Heap, stack, dictionary, red-black tree and other data structures in Go language
With the development of computer science, data structure has become an important subject. In software development, data structures are very important. They can improve program efficiency and readability, and can also help solve various problems. In the Go language, data structures such as heap, stack, dictionary, and red-black tree are also very important. This article will introduce these data structures and their implementation in Go language.
- Heap
Heap is a classic data structure used to solve priority queue problems. A priority queue refers to a queue that takes out elements in order of their priority. The heap can be used to quickly locate the highest priority element in the queue, so that insertion, deletion, and search operations can be implemented within O(log n) time complexity.
In the Go language, the heap can be implemented using the container/heap package. This package provides an interface definition, which needs to implement three methods:
// Len returns the number of elements in the heap
func (h *heap) Len() int {
// ...
}
// Less compares the priorities of two elements, and returns true to indicate that the first element has a higher priority
func (h *heap) Less(i, j int) bool {
// ...
}
// Swap swaps the positions of two elements
func (h *heap) Swap(i, j int) {
// ...
}
Among them, the Less method needs to implement the comparison logic of element priority according to actual needs.
After implementing these three methods, you can convert a slice into a heap through the heap.Init method. When you need to add or remove elements, you can use the heap.Push and heap.Pop methods in the container/heap package.
- Stack
Stack is another common data structure, which can realize first-in, last-out data storage. The stack is mainly used in scenarios such as program calls and recursion. It can record the order of function calls and facilitate function returns.
In the Go language, you can use the list structure in the container/list package to implement the stack. It should be noted that the push and pop operations of the stack need to be implemented using list.PushBack and list.Back().Value.(type) respectively.
- Dictionary
Dictionary (Map) is a commonly used data structure, which can realize the storage and query of key-value pairs. Dictionaries are also a very important data structure in the Go language and are often used to record configuration, statistical information, etc.
In the Go language, dictionaries can be defined directly using the map keyword. As follows:
// Define a dictionary
m := make(map[string]int)
// Add key-value pair
m["apple"] = 2
m["banana"] = 3
// Query key-value pair
fmt.Println(m["apple"]) // Output 2
// Delete Key-value pair
delete(m, "banana")
It should be noted that the key type of the dictionary must be a data type that supports the == operator, such as string, int, etc. Similarly, the value type of the dictionary also needs to comply with the regulations in the Go language.
- Red-Black Tree
Red-Black Tree (Red-Black Tree) is a self-balancing binary search tree, which can be in O(log n) Implement insertion, deletion, and search operations within time complexity. The nodes of the red-black tree have two colors, red and black.
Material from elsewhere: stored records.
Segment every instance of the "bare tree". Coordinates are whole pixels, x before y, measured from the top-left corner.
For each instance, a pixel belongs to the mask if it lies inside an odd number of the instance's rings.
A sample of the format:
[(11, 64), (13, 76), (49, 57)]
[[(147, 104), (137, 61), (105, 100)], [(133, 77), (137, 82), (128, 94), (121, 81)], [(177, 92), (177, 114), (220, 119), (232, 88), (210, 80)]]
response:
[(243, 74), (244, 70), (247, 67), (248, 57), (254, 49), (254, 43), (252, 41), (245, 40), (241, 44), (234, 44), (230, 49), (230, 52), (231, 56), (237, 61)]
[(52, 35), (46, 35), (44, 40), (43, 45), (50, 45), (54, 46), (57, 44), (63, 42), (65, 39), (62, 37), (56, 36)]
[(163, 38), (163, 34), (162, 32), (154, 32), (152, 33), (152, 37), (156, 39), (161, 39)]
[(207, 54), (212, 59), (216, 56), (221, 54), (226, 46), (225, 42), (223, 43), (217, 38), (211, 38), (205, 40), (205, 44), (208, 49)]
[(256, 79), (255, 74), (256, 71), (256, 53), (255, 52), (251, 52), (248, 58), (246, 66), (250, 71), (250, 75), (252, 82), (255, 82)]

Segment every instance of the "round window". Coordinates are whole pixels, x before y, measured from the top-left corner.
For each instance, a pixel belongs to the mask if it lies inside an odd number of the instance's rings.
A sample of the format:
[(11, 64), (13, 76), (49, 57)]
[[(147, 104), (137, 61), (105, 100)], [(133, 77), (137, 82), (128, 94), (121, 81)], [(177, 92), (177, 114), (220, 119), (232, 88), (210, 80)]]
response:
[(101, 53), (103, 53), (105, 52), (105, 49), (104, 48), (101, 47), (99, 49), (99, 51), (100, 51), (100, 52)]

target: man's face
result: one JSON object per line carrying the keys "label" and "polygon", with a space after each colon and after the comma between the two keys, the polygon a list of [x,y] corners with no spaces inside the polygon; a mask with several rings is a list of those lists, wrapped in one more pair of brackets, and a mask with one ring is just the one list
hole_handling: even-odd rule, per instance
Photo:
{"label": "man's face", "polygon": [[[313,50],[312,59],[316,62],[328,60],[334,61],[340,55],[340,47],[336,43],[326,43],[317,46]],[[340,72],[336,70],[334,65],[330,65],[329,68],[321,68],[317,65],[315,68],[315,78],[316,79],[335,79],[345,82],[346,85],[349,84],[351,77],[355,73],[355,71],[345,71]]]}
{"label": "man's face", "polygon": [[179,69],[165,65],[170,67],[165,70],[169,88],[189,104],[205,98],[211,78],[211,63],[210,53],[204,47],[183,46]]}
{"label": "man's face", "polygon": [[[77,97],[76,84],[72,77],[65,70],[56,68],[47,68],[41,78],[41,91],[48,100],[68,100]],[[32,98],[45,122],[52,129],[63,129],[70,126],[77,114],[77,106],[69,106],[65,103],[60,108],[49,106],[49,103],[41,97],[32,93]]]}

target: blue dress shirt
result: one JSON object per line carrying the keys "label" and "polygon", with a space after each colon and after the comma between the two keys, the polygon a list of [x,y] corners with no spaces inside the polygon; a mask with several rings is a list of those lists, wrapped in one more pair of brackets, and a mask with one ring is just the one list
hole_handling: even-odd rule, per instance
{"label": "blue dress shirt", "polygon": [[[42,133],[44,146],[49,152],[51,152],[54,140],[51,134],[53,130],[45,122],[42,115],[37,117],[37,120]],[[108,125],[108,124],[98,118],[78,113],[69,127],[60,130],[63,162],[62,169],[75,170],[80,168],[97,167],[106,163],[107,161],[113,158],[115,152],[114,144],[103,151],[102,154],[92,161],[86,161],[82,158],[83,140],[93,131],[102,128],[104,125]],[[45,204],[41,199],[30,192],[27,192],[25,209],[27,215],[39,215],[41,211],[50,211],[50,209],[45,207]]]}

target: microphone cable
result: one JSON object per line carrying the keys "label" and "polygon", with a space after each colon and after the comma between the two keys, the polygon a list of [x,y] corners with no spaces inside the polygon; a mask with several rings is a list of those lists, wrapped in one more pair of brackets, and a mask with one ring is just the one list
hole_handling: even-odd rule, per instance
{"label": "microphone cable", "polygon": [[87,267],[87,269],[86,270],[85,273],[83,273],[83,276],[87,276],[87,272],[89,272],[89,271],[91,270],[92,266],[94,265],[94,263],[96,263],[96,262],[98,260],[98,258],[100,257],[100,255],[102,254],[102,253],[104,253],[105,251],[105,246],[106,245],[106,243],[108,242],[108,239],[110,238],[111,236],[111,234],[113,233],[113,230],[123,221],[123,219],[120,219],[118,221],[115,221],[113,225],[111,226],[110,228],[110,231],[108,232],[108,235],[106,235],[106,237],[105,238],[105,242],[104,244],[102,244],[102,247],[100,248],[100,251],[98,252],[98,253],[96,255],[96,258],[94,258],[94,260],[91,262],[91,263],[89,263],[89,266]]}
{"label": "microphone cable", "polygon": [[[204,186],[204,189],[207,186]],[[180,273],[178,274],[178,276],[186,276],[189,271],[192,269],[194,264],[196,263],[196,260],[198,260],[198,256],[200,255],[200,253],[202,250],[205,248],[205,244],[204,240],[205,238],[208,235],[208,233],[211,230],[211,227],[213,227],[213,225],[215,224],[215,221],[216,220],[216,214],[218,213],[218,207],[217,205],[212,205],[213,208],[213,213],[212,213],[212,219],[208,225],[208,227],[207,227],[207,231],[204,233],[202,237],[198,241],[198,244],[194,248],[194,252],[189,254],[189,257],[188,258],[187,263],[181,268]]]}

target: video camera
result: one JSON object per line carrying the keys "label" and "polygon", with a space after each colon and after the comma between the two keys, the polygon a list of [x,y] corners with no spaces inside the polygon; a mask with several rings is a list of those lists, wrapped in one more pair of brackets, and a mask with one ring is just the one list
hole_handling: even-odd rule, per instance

They have the following characteristics:
- The root node is black;
- All leaf nodes are black and empty Node (that is, leaf nodes do not store data);
- All red nodes must have two black child nodes (the red-black tree guarantees that all paths from the root node to the leaf node have the same number of black nodes) ;
- All paths from any node to its leaf nodes contain the same number of black nodes.
In the Go language, you can use the container/rbtree package to implement a red-black tree. This package provides an interface definition, and the methods that need to be implemented are:
// Less compares the size of two elements, and returns true to indicate that the first element is smaller
func (x *MyStruct) Less( than item) bool {
// ...
}
Among them, the Less method needs to implement the size comparison logic of elements according to actual needs. During specific implementation, the MyStruct structure needs to be embedded in the Item structure, as shown below:
type MyStruct struct {
item.Item // ...
}
After implementing the Less method of MyStruct, you can use the container The Root method in the /rbtree package obtains the root node of the tree, and inserts, deletes, and queries the red-black tree through the Insert, Delete, and Get methods. It should be noted that the Get method provided by this package returns the matching node, not the node value.
Summary
This article introduces the commonly used data structures in Go language: heap, stack, dictionary, red-black tree. These data structures are very common in daily development, and mastering their use can improve the efficiency and readability of our code.
In actual development, we need to choose the appropriate data structure based on actual needs. For example, you can use a heap when you need to implement a priority queue, you can use a dictionary when you need to store key-value pairs, you can use a red-black tree when you need to implement fast search, etc.
Using appropriate data structures can make our code more efficient, concise and easy to maintain. I hope this article will be helpful to your learning and use of data structures.
The above is the detailed content of Heap, stack, dictionary, red-black tree and other data structures in Go language. For more information, please follow other related articles on the PHP Chinese website!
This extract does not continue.